Some marketers are still pretty bad about email and their marketing strategy. But there are a lot of marketers who are finally getting their act together and investing in their marketing programs and working with their customers to send the right offers at the right time.
Good email marketing drives revenue.
“The spam you’re receiving is probably more highly targeted and relevant than before, and you probably requested it”
I find this jarring to read and provoking all sorts of angry typing (if you asked for it, it’s NOT SPAM!) until I realized that the definition of ‘spam’, at least in that article, is shifted from the technical “email that is both unsolicited and bulk” to the practical “email that users don’t want”.
And that’s fine, so long as both the ‘targeted and relevant’ and ‘requested’ bits are still there, the trap is where senders think that they don’t need permission because they’ve convinced themselves “of course the users want this mail”.
Fortunately, that problem generally solves itself much better than it used to, to the detriment of the sender.
@Huey: As you noted, something can be spam, even if you asked for it, because of a shift in the definition of spam.
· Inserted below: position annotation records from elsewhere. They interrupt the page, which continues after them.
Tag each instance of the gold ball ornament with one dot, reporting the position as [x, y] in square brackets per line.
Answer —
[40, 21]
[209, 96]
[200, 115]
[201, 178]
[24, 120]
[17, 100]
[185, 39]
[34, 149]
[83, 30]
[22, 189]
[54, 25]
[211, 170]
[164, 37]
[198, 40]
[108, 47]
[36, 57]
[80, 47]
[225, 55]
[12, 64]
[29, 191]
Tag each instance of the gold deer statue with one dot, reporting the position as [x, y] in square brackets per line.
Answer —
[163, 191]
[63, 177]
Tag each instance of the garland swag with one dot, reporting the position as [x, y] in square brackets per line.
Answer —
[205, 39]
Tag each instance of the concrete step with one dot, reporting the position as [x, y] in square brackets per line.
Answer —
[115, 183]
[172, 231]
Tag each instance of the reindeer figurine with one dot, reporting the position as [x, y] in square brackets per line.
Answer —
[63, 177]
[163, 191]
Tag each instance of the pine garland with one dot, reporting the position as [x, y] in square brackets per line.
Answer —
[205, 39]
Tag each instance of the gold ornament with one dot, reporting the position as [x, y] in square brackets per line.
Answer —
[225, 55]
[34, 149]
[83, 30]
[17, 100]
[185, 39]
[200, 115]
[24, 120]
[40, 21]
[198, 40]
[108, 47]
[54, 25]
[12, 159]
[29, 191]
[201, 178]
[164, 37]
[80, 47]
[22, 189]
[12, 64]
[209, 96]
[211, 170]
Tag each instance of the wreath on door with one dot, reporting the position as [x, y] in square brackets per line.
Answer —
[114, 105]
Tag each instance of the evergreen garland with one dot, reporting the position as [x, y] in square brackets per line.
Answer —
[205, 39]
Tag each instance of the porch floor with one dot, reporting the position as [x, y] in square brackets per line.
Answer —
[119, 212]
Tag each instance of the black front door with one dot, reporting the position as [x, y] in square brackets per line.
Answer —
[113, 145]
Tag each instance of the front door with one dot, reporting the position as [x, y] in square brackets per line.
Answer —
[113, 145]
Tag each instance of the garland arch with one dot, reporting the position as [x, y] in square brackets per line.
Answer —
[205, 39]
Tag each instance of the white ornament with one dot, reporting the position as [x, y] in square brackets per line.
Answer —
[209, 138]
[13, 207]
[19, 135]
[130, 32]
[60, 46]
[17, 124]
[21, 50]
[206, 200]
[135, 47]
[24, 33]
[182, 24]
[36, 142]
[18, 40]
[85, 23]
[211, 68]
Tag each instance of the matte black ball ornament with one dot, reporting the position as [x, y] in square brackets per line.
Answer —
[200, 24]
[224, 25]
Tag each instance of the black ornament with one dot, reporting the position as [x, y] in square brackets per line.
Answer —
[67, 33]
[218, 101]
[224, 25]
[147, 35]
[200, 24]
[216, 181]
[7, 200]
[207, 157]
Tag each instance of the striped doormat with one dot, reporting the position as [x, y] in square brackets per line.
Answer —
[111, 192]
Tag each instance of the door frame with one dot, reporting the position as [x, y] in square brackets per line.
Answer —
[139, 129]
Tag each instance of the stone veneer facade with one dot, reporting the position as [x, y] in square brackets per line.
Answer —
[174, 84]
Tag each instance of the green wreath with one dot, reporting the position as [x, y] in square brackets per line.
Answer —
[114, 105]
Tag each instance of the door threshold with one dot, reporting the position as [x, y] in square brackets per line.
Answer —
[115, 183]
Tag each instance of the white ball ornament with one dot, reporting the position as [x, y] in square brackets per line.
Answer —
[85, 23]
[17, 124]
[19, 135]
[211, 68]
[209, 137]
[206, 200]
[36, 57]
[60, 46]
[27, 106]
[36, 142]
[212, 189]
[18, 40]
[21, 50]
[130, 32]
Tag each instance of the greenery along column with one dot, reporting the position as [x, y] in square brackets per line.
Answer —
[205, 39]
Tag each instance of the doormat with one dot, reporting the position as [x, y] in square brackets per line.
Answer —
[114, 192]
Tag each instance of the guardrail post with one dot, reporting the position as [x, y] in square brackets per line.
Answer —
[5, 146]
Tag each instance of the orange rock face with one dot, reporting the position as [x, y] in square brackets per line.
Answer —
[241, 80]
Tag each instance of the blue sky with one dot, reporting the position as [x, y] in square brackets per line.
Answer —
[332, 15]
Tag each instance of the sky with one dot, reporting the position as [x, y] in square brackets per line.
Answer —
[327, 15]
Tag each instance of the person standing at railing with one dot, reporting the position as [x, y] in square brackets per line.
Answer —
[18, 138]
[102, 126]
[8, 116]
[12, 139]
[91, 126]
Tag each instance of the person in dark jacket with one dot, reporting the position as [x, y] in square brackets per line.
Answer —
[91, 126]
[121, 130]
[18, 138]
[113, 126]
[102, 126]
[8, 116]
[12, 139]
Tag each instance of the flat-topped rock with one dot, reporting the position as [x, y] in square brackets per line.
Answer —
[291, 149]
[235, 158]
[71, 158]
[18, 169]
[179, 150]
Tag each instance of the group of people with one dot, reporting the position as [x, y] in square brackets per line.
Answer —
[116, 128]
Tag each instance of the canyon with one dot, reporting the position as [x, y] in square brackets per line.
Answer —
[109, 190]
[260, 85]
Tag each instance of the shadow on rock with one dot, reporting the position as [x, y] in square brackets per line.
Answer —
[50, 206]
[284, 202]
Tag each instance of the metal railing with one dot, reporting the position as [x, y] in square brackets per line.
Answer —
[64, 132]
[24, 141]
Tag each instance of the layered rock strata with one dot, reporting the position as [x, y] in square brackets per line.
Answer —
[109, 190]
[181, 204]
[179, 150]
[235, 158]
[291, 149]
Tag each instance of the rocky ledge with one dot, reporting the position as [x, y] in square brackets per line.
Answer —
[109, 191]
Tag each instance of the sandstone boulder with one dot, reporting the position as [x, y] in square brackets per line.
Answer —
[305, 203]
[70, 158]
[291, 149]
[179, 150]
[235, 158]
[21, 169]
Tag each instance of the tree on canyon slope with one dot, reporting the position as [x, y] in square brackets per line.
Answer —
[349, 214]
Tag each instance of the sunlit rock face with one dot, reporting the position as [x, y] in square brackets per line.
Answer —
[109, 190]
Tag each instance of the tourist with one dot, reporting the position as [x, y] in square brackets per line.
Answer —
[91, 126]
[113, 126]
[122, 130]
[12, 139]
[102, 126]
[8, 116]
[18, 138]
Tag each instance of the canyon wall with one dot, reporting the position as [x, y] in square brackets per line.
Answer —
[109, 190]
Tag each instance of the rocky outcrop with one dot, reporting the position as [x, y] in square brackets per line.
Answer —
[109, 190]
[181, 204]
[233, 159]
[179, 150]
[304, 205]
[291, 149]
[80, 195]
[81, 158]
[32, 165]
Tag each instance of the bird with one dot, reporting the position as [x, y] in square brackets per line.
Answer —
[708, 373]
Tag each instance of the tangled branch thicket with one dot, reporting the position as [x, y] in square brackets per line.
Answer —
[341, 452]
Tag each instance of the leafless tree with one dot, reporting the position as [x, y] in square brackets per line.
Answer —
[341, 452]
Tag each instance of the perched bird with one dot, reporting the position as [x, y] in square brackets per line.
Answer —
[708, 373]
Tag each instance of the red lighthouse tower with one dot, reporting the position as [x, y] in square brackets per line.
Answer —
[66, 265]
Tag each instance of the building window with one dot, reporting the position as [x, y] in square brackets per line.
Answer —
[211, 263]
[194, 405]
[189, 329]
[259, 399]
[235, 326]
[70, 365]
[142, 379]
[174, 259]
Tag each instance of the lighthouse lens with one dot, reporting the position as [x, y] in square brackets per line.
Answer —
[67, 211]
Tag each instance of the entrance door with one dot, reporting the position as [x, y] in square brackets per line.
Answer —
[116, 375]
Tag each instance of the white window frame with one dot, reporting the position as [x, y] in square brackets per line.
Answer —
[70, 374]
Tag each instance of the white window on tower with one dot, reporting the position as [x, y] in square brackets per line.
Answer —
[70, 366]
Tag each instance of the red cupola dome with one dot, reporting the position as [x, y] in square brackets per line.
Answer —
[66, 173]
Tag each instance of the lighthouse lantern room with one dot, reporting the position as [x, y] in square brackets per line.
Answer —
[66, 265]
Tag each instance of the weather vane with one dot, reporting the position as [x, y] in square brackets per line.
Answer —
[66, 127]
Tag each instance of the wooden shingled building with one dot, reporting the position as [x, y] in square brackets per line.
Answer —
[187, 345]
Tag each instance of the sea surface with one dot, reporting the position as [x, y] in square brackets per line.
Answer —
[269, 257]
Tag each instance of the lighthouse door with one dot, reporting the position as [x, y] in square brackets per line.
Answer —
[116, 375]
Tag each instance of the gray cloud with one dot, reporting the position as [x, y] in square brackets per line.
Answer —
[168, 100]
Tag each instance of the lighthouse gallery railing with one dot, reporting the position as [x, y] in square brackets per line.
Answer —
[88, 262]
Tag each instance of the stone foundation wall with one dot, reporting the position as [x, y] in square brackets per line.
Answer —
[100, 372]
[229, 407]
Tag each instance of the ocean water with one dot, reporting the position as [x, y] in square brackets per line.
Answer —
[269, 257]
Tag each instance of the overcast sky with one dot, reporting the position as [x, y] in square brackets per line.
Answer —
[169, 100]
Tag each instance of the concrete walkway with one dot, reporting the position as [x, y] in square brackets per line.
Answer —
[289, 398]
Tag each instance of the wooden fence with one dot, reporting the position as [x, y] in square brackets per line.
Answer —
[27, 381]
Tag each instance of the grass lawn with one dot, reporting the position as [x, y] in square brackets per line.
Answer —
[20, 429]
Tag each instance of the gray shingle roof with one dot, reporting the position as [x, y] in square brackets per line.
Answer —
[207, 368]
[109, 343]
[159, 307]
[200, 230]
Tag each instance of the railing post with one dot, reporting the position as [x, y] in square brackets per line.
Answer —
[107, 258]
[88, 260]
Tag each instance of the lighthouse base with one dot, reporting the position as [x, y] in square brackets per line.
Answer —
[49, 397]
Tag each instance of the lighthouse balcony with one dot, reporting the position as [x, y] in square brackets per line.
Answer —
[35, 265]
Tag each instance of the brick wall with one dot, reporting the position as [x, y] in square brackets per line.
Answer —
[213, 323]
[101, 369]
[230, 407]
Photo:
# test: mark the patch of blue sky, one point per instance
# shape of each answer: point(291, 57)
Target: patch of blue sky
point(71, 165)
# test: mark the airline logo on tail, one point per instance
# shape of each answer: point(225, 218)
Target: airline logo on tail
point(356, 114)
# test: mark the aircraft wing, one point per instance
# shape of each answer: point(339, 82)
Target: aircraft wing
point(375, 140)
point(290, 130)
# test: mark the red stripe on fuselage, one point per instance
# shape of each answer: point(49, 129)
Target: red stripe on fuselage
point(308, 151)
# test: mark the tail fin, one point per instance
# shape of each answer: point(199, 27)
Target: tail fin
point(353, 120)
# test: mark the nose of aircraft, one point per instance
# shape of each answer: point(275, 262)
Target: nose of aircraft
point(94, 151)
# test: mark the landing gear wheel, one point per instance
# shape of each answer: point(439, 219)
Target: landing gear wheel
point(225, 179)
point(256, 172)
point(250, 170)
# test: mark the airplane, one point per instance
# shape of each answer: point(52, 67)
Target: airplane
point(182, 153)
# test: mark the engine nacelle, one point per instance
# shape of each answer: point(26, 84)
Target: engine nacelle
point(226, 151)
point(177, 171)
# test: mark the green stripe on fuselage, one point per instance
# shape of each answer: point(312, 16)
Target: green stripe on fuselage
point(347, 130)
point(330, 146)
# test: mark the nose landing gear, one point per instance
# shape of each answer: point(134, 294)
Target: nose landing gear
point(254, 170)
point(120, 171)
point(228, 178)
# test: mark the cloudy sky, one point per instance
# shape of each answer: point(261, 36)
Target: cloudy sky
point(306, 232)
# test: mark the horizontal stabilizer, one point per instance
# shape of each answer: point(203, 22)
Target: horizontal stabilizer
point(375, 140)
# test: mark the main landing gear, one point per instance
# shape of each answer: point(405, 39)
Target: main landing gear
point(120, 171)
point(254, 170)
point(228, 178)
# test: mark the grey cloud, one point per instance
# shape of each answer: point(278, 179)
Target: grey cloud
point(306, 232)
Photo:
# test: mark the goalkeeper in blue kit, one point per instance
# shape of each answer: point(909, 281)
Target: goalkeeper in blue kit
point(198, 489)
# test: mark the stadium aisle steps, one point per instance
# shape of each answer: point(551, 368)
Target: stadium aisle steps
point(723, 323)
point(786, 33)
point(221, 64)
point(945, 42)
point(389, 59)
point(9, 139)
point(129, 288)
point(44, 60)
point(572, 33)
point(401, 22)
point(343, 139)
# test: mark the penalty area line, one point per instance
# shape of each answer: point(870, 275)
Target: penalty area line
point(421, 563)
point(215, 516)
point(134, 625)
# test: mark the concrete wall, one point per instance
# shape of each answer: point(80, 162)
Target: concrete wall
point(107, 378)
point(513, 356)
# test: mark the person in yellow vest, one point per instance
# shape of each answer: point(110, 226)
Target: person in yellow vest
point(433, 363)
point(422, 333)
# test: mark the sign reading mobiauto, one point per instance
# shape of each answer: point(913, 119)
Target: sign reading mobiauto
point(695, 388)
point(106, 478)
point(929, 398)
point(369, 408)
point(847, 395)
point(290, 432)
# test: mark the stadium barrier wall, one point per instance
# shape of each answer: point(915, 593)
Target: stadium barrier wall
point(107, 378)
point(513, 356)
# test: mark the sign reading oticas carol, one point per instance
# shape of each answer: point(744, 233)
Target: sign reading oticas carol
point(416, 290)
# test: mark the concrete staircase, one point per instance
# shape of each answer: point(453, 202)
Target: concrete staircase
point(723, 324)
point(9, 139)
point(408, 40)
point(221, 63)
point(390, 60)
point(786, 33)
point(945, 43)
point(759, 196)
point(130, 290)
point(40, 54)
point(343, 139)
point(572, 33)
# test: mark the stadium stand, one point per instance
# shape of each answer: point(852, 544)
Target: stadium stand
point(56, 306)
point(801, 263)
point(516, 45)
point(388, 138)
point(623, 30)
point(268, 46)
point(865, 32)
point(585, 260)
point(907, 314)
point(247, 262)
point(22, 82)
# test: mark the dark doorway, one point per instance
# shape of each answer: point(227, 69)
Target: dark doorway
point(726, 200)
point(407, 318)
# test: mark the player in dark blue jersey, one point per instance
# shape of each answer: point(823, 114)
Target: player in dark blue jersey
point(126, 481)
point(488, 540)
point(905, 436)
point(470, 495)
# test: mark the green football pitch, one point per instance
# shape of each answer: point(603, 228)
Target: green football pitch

However, one must also make such allowances in ordinary language, even when there is no shift in meaning, for example, in the sentence, “The bus stopped to pick up three passengers.” Presumably, you do not object to this sentence. Yet how can the bus pick up any passengers at all, since passengers are, by definition already on the bus? Of course the answer is that “passengers” is really an abbreviation for “people intending to be passengers”. Even in Mathematics there some things that are done for convenience rather than for rigor, such as the use of “if” to mean “if, and only, if” in definitions.